Clients that use persistent connections SHOULD limit the number of simultaneous connections that they maintain to a given server. A single-user client SHOULD NOT maintain more than 2 connections with any server or proxy. A proxy SHOULD use up to 2*N connections to another server or proxy, where N is the number of simultaneously active users. These guidelines are intended to improve HTTP response times and avoid congestion.

The figure summarizes the number of restrictions imposed by different browsers.

In depth interpretation of HTTP's past and present lives

This is why some sites have multiple static resourcesCDNOne of the reasons for domain names is to takeTwitterFor example,, the purpose is to solve the problem of browser request restriction blocking for the same domain name in a disguised form. andHTTP/2 Multiplexing of(Multiplexing)It is allowed to pass through a single at the same timeHTTP/2The connection initiates multiple request response messages.

In depth interpretation of HTTP's past and present lives

thereforeHTTP/2 It is easy to implement multi stream parallelism without relying on the establishment of multiple streamsTCP connect,HTTP/2holdHTTPThe basic unit of protocol communication is reduced to frames one by one, which correspond to messages in the logical flow. In parallel on the sameTCPTwo way message exchange on the connection.

Binary framing

Without changeHTTP/1.xSemantics, methods, status codesURIAnd the header field,HTTP/2How to achieve “breakthrough”HTTP1.1Performance constraints, improve transmission performance and achieve “low latency and high throughput”?
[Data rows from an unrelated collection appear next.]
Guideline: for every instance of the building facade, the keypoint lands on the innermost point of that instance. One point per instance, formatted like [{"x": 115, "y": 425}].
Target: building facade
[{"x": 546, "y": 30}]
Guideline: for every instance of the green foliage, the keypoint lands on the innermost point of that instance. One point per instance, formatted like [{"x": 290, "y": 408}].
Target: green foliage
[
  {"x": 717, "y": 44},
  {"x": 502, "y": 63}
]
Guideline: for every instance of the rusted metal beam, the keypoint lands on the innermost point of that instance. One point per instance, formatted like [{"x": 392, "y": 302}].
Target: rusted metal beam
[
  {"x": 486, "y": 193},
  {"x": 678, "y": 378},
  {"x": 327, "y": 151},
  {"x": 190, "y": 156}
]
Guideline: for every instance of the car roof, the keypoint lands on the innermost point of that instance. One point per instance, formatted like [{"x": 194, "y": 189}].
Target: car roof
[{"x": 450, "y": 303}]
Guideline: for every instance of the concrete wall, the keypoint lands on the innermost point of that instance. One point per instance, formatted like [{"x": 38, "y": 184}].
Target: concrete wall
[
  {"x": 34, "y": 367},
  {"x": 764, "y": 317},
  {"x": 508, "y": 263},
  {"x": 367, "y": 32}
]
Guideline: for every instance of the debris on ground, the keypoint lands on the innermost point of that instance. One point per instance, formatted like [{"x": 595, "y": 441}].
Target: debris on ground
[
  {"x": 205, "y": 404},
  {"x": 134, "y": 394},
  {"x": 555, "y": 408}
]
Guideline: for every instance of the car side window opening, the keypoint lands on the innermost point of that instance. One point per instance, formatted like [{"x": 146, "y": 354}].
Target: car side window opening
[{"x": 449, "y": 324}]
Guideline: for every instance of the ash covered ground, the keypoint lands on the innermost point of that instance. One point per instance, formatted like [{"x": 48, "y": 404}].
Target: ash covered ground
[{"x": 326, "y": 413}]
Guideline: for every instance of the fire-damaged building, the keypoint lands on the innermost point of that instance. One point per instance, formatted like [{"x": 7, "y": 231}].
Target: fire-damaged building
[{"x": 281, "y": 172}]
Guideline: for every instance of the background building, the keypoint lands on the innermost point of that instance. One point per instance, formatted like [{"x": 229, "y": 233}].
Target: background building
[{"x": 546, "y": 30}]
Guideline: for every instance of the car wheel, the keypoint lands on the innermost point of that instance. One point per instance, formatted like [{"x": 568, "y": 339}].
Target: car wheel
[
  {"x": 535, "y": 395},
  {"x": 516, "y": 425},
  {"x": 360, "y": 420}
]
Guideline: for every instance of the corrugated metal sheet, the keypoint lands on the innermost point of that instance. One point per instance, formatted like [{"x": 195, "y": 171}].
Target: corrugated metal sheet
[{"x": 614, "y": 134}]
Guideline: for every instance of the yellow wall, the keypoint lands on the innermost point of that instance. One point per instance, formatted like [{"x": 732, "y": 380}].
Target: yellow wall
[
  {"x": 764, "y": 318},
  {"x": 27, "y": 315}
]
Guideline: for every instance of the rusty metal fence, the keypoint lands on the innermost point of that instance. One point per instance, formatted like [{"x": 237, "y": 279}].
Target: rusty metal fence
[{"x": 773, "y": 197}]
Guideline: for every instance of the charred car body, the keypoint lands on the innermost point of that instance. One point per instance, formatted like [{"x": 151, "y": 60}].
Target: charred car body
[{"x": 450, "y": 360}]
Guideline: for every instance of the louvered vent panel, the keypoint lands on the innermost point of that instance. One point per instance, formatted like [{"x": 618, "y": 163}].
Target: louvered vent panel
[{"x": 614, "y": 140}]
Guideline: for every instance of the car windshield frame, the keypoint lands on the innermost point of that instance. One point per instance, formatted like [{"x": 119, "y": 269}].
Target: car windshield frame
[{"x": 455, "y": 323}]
One of the keys is in the application layer(HTTP/2)And transport layer(TCP or UDP)Add a binary framing layer between.

In depth interpretation of HTTP's past and present lives

In the binary framing layer,HTTP/2All transmitted information is divided into smaller messages and frames(frame)And encode them in binary format, whereHTTP1.x The first part of the information will be encapsulated inHEADER frame, and the correspondingRequest BodyThen package toDATA frameInside.

In depth interpretation of HTTP's past and present lives

Here are some concepts:

  • Flow(stream): bidirectional byte stream on established connection.
  • Message: a complete series of data frames corresponding to the logical message.
  • Frame(frame):HTTP2.0The smallest unit of communication. Each frame contains a frame header and at least identifies the stream to which the current frame belongs(stream id

HTTP/2Communication is done on a connection that can carry any number of two-way data streams.

Each data stream is sent in the form of a message, which consists of one or more frames. These frames can be sent out of order, and then according to the stream identifier of each frame header(stream id)Reassemble.

For example, each request is a data stream, which is sent as a message, and the message is divided into multiple frames, which are recorded in the frame headerstream idIt is used to identify the data stream to which it belongs. Frames of different genera can be randomly mixed together in the connection. The receiving party maystream idThe frames are assigned to different requests.

In addition, multiplexing (connection sharing) may cause critical requests to be blocked.HTTP2.0Priority and dependency can be set for each data stream in the. The data stream with high priority will be preferentially processed by the server and returned to the client. The data stream can also rely on other sub data streams.

soHTTP2.0The real parallel transmission is realized, and it can be in oneTCPAny number onHTTPRequest. This powerful function is based on the characteristics of “binary framing”.


  • Single connection with multiple resources can reduce the link pressure on the server, occupy less memory and increase the connection throughput
  • becauseTCPThe reduction of connection improves the network congestion, and the reduction of slow start-up time makes the recovery speed of congestion and packet loss faster

Header compression

HTTP/1.1Not supportedHTTPHeader compression, for this purposeSPDYandHTTP/2emerge as the times require,SPDYThe is universalDEFLATEAlgorithm, andHTTP/2Is designed specifically for header compressionHPACKAlgorithm.

In depth interpretation of HTTP's past and present lives

stayHTTP1.xIn, header metadata is sent in plain text, which usually adds 500 ~ 800 bytes to each request.

for instancecookie, by default, the browser will set thecookieAttached toheaderSend it to the server. (due tocookieIt is relatively large and is sent repeatedly every time. Generally, it does not store information, but is only used for status recording and identity authentication)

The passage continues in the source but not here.